Thursday, 11 June 2009
For the first time in nearly four years I have had the time to read my Beekeeping Magazines. They have piled up in a corner, many of them still in their plastic wrappers, unopened and unread. My hives, once full of busy bees, are now empty and unloved. The Varroa Mite has now reached 95% of British Colonies and without intervention even a previously health colony can be wiped out in three to four years. Beekeeping in Britain is largely a hobby and a very interesting, relaxing, and rewarding hobby it is. You never stop learning, and providing you grasp the basics you can stop where you want to. There is an opportunity to involve other People, as there are many things connected with beekeeping that don’t involve getting too close to a beehive.
Many beekeepers are keen gardeners and every year I decide to plant up my veggie patch, pick my soft fruit and use my honey crop to become a little more self sufficient. Unfortunately there always seems to be a by-election or some other crisis and I end up saying "next year"
A crop of 40-60lb of honey on average per year is not exceptional and once you have a good supply of honey it is surprising what uses you will find for it. Honey can be used to replace sugar in many recipes, and fermented into mead which is one of the simplest drinks to make. Beeswax can be used for making candles, polish, soap, cosmetics, etc. All these things can be made with equipment that is available in most households.
Many gardens will accommodate a couple of hives providing they are sited sensibly.
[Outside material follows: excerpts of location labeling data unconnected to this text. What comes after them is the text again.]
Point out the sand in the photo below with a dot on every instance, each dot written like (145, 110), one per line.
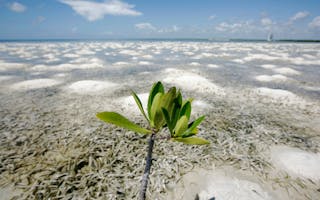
(127, 104)
(212, 66)
(296, 162)
(220, 184)
(284, 96)
(92, 87)
(35, 84)
(286, 71)
(191, 81)
(273, 78)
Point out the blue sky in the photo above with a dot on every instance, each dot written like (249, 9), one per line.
(98, 19)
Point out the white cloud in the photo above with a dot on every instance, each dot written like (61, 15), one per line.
(315, 23)
(17, 7)
(40, 19)
(234, 27)
(92, 10)
(211, 17)
(298, 16)
(266, 21)
(172, 29)
(145, 26)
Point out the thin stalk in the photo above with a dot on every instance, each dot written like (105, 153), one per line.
(145, 177)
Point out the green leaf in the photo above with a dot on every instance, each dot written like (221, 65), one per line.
(156, 88)
(190, 133)
(167, 118)
(186, 109)
(155, 107)
(119, 120)
(168, 99)
(194, 124)
(136, 98)
(192, 140)
(181, 126)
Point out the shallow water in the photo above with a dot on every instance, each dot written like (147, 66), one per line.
(50, 92)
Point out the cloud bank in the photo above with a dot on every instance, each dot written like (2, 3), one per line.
(17, 7)
(92, 10)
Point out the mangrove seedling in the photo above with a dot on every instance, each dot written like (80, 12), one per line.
(164, 109)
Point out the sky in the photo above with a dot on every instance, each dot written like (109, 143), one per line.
(120, 19)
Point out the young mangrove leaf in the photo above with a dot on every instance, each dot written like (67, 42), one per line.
(119, 120)
(138, 101)
(167, 118)
(193, 125)
(181, 126)
(155, 107)
(190, 133)
(186, 109)
(192, 140)
(156, 88)
(167, 101)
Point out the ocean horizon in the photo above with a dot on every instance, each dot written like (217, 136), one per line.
(261, 102)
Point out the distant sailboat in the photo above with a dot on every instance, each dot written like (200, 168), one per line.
(270, 37)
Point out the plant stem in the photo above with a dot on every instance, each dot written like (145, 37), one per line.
(145, 177)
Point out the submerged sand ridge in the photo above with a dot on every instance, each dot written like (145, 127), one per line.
(53, 146)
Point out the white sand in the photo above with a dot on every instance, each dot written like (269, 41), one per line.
(273, 78)
(128, 103)
(92, 87)
(194, 64)
(35, 84)
(286, 70)
(191, 81)
(297, 162)
(220, 185)
(278, 94)
(199, 106)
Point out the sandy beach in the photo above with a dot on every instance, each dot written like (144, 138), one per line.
(261, 101)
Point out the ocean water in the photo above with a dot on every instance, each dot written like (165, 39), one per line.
(252, 93)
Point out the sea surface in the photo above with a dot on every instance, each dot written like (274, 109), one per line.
(255, 95)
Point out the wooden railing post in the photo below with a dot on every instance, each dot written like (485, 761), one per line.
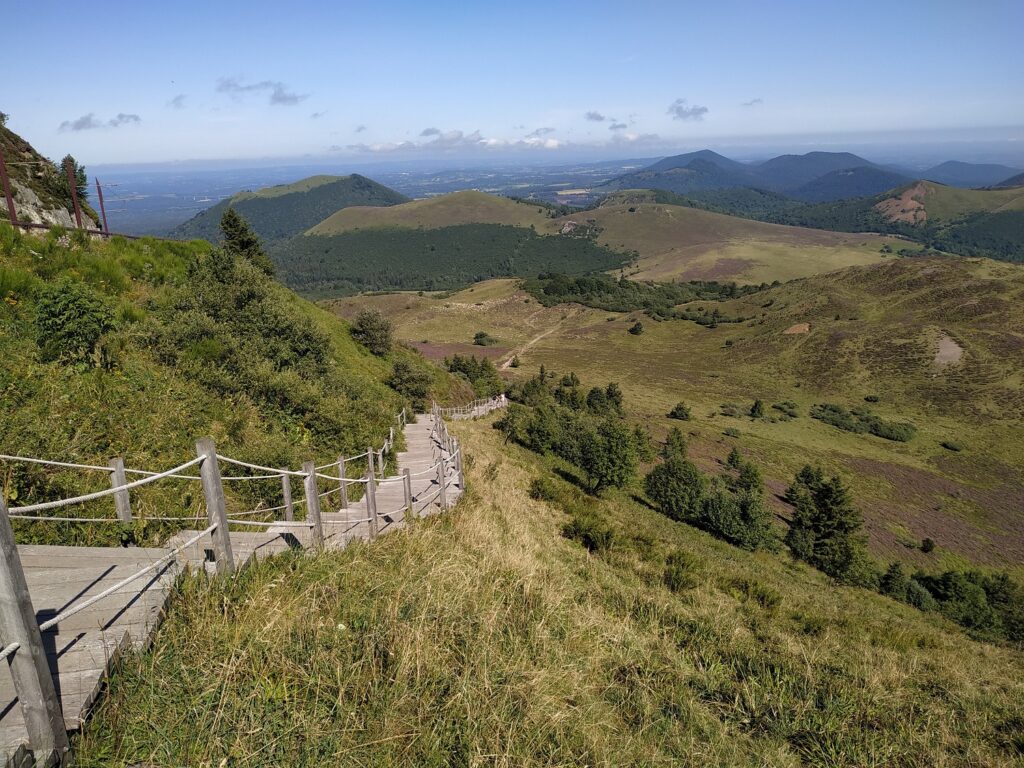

Beekeeping is seasonal and the amount of time needed varies. During the summer expect to spend, say, an hour on one colony, and 20-30 minutes on subsequent colonies per week for an inexperienced beekeeper, and half that for those who have been keeping bees for a year or so. A reasonably experienced beekeeper will only make fortnightly inspections, which further reduces the time needed. Swarming is the main problem during the summer and there are times when colonies must be inspected, and it is no good putting inspections off until tomorrow, otherwise your swarm could be causing a nuisance to someone else, and possibly sour relations, as well as causing a possible loss of honey. Winter work is generally maintenance of equipment which takes up little time, and there are no short deadlines.